En 1916, 40% de scientifiques les plus réputés croyaient en Dieu. 
Larry Williams et Edward Larson, en 1996, refirent le sondage. Le résultat fut le même: 40% de croyants. 45% d'athées et 15% de sans opinion. de sorte que 80 ans plus tard, et après des milliers de découvertes, les scientifiques continuaient d'être aussi religieux et pas seulement les scientifiques! 
Dans La revanche de Dieu, il y a vingt-cinq ans, Gilles Kepel était considéré comme alarmiste sur le retour des radicalismes dans le paysage politique mondial. Aujourd'hui, avec les appels au djihad, la poussée des théocons dans l'administration américaine, le terrorisme d'Al-Qaida, le guerre en Afghanistan, l'invasion de l'Irak, l'aggravation de  l'affrontement entre les monothéistes du Moyen-orient, la renaissance de l'intégrisme catholique, les manifestations dogmatiques contre les homosexuels, en Espagne notamment, contre l'école laïque, la crise provoquée par des caricatures de Mahomet dans un journal danois etc.,
nous pouvons affirmer que les pronostics de Kepel se sont réalisés et ont même dépassé, dans bien des cas, les prévisions.
Dieu est entré en politique. Dieu est-il en train de gagner? C'est sans doute exagéré, mais Dieu et surtout les croyants continuent d'occuper l'échiquier  face à la connaissance rationaliste, sous toutes ses formes et sur tous les terrains. La religion est toujours présente, et parfois de façon agressive.
Pourquoi? 

Une chose est de croire à l'électricité, en l'énergie nucléaire,  mais une autre bien différente est de "croire" en la Vierge Marie. Elles appartiennent à des domaines distincts dans le domaine de la foi et nécessitent des bases différentes pour s'alimenter, les  unes prises dans le  champs de l'expérience et de l'analyse rationnelle, les autres dans celui des émotions ou des attachements sentimentaux..
Nos sens ne servent pas à nous réinventer  des réalités alternatives, mais avant tout à capter avec la plus grande exactitude possible ce qui existe.
Les croyants, dans la grande majorité. ne considèrent pas leur foi comme métaphorique ou poétique du mystère de l' Univers ou de la vie  (ce qui pourrait être acceptable intellectuellement), mais comme des explications efficaces de ce que nous sommes et pouvons espérer.
Nous devons accepter la croyance des autres même si nous ne la partageons pas et la prendre au sérieux, non comme un résidu du passé, mais comme une chose  fiable et  stable qui   chemine depuis nos origines, quelque soit notre culture, jusqu'à maintenant.
Certains cyniques s'accorderont sur le fait que l'unique secret qui sert de socle aux croyances surnaturelles est l'unité sociale: elle calme le peuple, les colères, les inquiétudes.

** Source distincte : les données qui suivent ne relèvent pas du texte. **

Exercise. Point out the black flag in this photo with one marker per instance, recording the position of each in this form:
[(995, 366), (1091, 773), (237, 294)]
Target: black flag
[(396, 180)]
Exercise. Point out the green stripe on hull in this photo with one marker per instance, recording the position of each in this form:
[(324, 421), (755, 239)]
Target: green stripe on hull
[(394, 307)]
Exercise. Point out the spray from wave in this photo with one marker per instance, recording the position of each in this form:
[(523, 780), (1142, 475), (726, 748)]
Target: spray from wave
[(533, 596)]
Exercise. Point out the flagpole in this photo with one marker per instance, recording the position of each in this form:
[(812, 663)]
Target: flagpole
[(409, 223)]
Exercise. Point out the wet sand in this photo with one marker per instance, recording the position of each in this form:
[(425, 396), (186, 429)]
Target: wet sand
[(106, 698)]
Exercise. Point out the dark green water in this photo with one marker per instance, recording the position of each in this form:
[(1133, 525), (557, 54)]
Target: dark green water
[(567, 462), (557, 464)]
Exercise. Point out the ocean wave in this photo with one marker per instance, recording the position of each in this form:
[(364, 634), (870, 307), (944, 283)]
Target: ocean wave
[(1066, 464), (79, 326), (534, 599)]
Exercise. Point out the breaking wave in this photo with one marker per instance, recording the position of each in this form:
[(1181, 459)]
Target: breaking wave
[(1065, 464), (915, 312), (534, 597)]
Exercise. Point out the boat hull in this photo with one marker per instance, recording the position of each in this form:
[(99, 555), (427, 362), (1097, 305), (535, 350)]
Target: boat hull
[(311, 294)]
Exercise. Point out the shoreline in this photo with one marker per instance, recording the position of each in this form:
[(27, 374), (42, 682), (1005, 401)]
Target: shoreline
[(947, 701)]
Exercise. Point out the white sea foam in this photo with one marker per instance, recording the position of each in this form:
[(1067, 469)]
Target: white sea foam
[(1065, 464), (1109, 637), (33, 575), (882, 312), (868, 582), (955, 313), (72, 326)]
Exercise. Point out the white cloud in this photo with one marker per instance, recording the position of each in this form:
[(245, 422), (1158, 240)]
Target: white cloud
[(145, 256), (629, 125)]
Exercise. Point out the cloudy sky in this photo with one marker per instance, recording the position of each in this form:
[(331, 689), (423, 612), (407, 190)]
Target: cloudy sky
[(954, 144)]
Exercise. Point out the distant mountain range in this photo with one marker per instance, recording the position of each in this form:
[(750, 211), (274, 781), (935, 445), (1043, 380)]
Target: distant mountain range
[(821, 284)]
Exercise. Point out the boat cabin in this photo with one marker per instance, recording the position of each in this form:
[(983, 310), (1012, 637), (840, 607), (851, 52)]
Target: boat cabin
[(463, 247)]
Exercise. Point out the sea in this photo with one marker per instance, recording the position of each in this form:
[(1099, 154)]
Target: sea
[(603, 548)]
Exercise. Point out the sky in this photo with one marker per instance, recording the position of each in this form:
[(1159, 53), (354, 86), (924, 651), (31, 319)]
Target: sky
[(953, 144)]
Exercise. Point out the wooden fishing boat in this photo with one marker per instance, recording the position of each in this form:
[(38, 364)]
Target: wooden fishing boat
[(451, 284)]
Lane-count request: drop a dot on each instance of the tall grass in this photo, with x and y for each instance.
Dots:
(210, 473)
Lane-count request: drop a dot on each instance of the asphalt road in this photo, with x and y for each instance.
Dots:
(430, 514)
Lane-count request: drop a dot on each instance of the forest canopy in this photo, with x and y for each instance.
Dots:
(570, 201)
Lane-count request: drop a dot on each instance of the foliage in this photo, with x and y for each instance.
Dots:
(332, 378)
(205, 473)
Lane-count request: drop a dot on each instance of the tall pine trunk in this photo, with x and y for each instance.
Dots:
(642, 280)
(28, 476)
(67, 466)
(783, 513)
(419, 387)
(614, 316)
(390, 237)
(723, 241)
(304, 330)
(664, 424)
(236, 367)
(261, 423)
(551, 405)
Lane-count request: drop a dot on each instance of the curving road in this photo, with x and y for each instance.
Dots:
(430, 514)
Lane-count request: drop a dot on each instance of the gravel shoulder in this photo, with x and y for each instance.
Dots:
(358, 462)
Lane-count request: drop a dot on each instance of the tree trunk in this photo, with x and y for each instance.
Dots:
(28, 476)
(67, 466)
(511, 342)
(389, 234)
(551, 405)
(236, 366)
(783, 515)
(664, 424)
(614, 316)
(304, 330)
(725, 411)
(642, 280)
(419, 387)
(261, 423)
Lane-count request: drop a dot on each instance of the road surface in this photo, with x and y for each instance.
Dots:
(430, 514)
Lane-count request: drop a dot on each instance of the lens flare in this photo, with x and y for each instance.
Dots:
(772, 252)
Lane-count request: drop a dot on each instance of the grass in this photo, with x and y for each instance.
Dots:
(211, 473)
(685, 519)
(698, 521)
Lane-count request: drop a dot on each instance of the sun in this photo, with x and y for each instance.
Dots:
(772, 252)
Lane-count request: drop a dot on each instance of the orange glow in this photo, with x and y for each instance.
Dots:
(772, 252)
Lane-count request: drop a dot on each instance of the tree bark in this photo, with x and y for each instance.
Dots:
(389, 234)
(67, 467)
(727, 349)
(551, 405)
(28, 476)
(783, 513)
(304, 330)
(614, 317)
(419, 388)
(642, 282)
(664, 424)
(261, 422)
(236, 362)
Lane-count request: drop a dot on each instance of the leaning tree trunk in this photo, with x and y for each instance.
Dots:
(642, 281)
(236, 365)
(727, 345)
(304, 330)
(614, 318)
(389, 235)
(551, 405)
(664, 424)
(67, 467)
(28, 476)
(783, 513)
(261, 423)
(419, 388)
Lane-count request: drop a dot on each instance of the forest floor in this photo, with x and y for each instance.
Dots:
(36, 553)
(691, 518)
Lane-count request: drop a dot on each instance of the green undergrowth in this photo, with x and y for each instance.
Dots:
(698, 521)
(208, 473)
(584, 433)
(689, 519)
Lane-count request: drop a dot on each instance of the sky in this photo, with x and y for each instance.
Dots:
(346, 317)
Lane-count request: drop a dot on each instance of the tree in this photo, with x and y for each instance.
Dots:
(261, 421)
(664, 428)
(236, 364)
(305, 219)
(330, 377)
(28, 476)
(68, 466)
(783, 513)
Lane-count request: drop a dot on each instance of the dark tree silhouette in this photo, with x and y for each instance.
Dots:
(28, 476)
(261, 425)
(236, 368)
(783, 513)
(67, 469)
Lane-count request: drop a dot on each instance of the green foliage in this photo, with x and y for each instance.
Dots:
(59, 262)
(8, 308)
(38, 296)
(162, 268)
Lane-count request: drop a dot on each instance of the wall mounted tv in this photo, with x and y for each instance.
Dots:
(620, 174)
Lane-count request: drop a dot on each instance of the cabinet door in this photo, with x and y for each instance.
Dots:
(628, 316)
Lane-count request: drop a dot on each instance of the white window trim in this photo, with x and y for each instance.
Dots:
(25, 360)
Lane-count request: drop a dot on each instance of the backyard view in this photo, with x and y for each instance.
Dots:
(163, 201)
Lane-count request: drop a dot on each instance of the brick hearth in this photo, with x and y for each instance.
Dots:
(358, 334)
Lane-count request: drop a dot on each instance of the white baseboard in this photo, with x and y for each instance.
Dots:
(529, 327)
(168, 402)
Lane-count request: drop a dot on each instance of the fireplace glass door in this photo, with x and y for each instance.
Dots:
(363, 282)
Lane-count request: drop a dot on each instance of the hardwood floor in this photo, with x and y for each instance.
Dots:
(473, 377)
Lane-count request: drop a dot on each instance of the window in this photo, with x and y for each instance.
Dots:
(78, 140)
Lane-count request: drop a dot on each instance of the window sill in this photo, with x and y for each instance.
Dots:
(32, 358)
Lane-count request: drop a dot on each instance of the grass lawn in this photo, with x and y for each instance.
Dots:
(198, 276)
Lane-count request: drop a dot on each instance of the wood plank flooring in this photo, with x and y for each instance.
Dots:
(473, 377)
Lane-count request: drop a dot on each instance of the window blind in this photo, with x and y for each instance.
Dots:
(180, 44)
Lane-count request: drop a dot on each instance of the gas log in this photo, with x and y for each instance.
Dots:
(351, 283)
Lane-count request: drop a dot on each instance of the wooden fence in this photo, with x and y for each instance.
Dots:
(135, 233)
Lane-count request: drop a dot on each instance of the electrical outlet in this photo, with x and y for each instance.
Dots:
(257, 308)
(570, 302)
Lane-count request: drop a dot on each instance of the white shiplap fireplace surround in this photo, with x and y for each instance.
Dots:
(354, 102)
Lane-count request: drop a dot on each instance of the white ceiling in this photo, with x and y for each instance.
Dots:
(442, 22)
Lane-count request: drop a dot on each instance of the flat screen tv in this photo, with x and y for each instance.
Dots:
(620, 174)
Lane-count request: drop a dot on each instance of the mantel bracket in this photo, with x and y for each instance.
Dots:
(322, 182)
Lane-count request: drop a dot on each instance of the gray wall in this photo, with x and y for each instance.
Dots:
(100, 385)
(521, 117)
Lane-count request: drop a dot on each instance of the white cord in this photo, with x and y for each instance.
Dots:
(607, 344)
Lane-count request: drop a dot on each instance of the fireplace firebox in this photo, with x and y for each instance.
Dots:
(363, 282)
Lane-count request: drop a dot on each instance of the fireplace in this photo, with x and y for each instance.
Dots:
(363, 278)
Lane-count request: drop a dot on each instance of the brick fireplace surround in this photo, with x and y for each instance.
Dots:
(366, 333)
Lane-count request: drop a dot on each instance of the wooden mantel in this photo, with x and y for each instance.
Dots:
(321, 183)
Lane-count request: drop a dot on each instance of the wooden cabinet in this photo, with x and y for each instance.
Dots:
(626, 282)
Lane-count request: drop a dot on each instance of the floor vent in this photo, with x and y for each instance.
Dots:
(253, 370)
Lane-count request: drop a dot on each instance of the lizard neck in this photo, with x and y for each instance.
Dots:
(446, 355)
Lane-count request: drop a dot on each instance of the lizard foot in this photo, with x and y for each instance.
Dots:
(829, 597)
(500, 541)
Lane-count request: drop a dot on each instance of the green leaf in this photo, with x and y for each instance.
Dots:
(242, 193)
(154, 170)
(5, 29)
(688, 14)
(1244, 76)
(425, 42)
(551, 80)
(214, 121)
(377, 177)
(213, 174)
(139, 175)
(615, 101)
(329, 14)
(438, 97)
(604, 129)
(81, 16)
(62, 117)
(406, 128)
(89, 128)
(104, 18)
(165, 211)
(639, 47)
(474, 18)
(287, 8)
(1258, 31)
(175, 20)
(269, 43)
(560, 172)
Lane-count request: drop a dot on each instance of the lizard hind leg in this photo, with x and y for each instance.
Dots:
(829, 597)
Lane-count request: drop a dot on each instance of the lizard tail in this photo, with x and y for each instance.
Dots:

Les religions ont aussi la vertu d'être le meilleur fondement des valeurs morales, même si les églises accordent parfois plus de poids aux questions rituelles qu'à la justice ou la liberté, un supplément d'âme unificateur capable de rassembler  (bien que parfois elles agissent comme catalyseur d'affrontements et de factions) et la version modérée  des croyances traditionnelles comme palliatif de la destructuration sociale, ou crise des valeurs.
Mais il y a un autre aspect dont se préoccupent les croyances religieuses, l'univers , le sens de la vie, la mort, les valeurs morales, la liberté etc., qui sont aussi les thèmes de la réflexion philosophique.
 À la question rituelle:"Qu'est-ce-que la philosophie?"  Luc Ferry, philosophe français, répond simplement: une tentative d'assumer les questions religieuses sur un mode non religieux, voire antireligieux.
Je ne crois pas en cet acte de foi qui retentit dans le christianisme, le judaïsme, l'islam. Et je ne peux croire que le Verbe se soit fait chair, que le crucifié soit Dieu (Maximo Cacciari) Il affirme que le personnage le plus détestable est l'athée, parce qu'il vit comme s'il n'y avait pas de Dieu. Heiddeger disait:"L'athée est celui qui ne pense pas. celui qui fait une chose sans s'interroger sur sa finalité. Il peut être très intelligent, mais penser c'est penser à la fin dernière.
Il est indéniable que les philosophes tentent  de s'occuper de manière laïque des choses qui préoccupent prêtres et théologiens. Les uns et les autres se posent des questions ne pouvant être tranchées par aucune réponse qui nous permettraient de nous en désintéresser et de passer à autre chose (comme dans le cas de la science).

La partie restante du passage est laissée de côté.